As of the 21st of December, 2021, 15 days after signing and returning scans of the employment offer, no further continuity was explored.

After the first failed attempt with sending the “company check”, endorsed for $6500 from Wells Fargo, National Association, there was another unfulfilled alternative.

Once the check was delivered, it was returned posthaste. There was no need to assess the physical elements.

I was directed to deposit the funds into my bank account.

At an ATM.

Another evident red flag.

Fulfilling the action at an automated teller machine ultimately satisfies the trickster’s plan to not be exposed. By not having the check observed by a bank teller, the artist succeeds in not having the check investigated and identified as fraudulent.

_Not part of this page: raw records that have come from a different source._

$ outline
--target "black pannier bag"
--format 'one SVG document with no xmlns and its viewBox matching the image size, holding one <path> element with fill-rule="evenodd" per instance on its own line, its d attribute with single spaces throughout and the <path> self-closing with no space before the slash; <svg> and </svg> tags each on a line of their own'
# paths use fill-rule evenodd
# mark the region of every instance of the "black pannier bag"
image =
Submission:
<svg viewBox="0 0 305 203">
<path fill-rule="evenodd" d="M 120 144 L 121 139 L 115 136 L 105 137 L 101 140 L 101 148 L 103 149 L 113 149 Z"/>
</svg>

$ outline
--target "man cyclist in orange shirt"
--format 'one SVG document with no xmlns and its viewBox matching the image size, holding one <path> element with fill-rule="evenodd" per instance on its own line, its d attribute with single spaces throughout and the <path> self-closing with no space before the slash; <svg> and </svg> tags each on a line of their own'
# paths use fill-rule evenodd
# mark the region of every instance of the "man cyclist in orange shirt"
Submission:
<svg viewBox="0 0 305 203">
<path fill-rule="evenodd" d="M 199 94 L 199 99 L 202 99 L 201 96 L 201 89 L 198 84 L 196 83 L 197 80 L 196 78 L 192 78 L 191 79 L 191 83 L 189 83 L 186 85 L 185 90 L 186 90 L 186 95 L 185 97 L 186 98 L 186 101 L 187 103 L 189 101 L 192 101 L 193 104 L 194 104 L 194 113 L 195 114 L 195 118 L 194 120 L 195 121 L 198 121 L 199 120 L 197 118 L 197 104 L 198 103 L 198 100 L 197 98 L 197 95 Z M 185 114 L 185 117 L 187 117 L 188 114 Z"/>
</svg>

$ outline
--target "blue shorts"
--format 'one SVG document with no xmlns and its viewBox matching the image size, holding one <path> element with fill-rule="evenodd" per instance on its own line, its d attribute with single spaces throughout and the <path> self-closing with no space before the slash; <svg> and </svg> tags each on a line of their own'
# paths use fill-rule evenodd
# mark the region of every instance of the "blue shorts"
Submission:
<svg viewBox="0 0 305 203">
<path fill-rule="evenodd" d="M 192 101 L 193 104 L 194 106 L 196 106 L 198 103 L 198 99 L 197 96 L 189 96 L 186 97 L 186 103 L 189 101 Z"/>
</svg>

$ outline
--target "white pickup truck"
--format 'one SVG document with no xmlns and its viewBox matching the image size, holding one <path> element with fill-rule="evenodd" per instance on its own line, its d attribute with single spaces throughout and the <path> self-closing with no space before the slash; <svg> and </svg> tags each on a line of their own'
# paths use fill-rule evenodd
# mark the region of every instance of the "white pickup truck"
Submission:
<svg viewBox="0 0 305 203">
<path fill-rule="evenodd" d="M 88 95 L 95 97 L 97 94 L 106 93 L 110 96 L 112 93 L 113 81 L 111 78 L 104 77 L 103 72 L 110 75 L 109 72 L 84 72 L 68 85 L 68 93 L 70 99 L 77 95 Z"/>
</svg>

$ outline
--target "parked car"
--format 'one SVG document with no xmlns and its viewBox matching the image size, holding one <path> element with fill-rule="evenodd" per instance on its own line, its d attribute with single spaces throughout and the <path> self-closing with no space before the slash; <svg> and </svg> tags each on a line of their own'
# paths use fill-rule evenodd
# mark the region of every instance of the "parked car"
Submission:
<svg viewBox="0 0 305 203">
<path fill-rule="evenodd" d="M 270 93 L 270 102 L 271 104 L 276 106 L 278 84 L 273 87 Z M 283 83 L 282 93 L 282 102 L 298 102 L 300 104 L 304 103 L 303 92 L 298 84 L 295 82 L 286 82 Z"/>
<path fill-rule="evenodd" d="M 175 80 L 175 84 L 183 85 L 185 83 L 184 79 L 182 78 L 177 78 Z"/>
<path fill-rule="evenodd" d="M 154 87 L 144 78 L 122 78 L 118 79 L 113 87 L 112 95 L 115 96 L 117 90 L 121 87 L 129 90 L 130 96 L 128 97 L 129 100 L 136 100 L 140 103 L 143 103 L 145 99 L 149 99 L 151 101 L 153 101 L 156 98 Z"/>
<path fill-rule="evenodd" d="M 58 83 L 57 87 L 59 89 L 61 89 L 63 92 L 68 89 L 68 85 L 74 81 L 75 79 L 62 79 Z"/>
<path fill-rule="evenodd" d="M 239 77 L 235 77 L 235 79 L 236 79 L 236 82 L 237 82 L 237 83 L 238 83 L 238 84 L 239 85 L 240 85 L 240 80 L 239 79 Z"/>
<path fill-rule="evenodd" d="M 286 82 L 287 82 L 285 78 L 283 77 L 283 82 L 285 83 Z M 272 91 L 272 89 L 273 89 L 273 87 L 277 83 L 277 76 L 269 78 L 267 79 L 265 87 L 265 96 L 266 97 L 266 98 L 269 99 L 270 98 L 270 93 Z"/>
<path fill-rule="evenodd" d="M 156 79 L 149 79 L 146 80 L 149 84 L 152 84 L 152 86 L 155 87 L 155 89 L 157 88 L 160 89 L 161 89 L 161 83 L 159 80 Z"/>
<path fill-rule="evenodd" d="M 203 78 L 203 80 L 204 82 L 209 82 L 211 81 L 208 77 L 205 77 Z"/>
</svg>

Nevertheless, this isn’t the option I chose to commit as the fraudulence was intuitive.

Instead, I simply had the small, Manila business envelope the slip was encased in, along with the attachment of a letter presenting as an eyesore for English teachers, placed in the hands of FedEx with a cashier confirming the nature of falsification by printing FRAUD in all caps with a Sharpie.

Which has likely endured its time in the gauntlet that is the department of security.

Mr. McCarthy was displeased to hear my premature appeal to dismissal, employing yet another method of possible conviction when issuing a phone call. Still tethered to the Skype platform.

English was not his first language. His accent was thicker than bitumen and almost entirely unintelligible. Most importantly, not Australian or Kiwi (New Zealand).

Thankfully, the connection was poor and completely lost after several minutes of strained ears and extended miscommunication.

The final hoodwinking attempt was administered by asking if I owned a laptop. After affirming and divulging each of my three PC brands, McCarthy stated that only the MacBook should be shipped to have software installed with “daily updates”, on the basis of being a “fast working system”.

Aside from the general strategies beleaguered, many of my initial responses were reduced to an exhausted carousel of “Okay”, “Got it”, and “Understood”.

Just as well, McCarthy’s speech patterns were nothing short of peculiar.

After asking the first time if I “had my morning coffee”, I said I hadn’t consumed coffee in years, and was drinking water instead.

The following morning, since our “meetings” were scheduled every morning at 8 AM, he proceeds to repeat the question, as if the previous exchange never happened.

Naturally, he was only concerned with fulfilling his predatory mission.

Summarily, I contacted the real Daniel Chase on LinkedIn, who is, indeed, a Talent Acquisition Specialist at TechnologyOne’s headquarters in Fortitude Valley.

With enough wit, Mr. Chase’s mime was somewhat proficient in being a funhouse mirror.

After the real Daniel closed the case with a “Kind Regards”, it reminded me of the email sent by the imposter, where similar was ushered with “Kindly Regards”.

Another discrepancy being the use of both forename and surname instead of just the former, as typed by the real Daniel.

Aside from the general hamlet’s worth of differences relating to strange punctuation and egregious grammar.

Not to mention that Daniel’s doppelgänger had conspicuously sibling text patterns to Greg.

As if it were Greg sending the emails under alias.

Any confidence artist is effectively powerless against the rabid sceptics and researchers of the world.

They stand little to no chance, yet insist on persisting to challenge their redoubtable opponent, who is inclined to question without surcease.

While they may not be licensed detectives or legally permitted to conduct police work, they don’t necessarily need to be.

Taking arms against the world’s most realistic depictions of villains is a job reserved for vigilantes.

While leaving no room for benefits, it’s compensation derives from the lucrative investment of a society nurtured on collective awareness, worldliness and proactive efforts in making illywhackers like Greg McCarthy an endangered species.

Finance should be festive, not fearsome.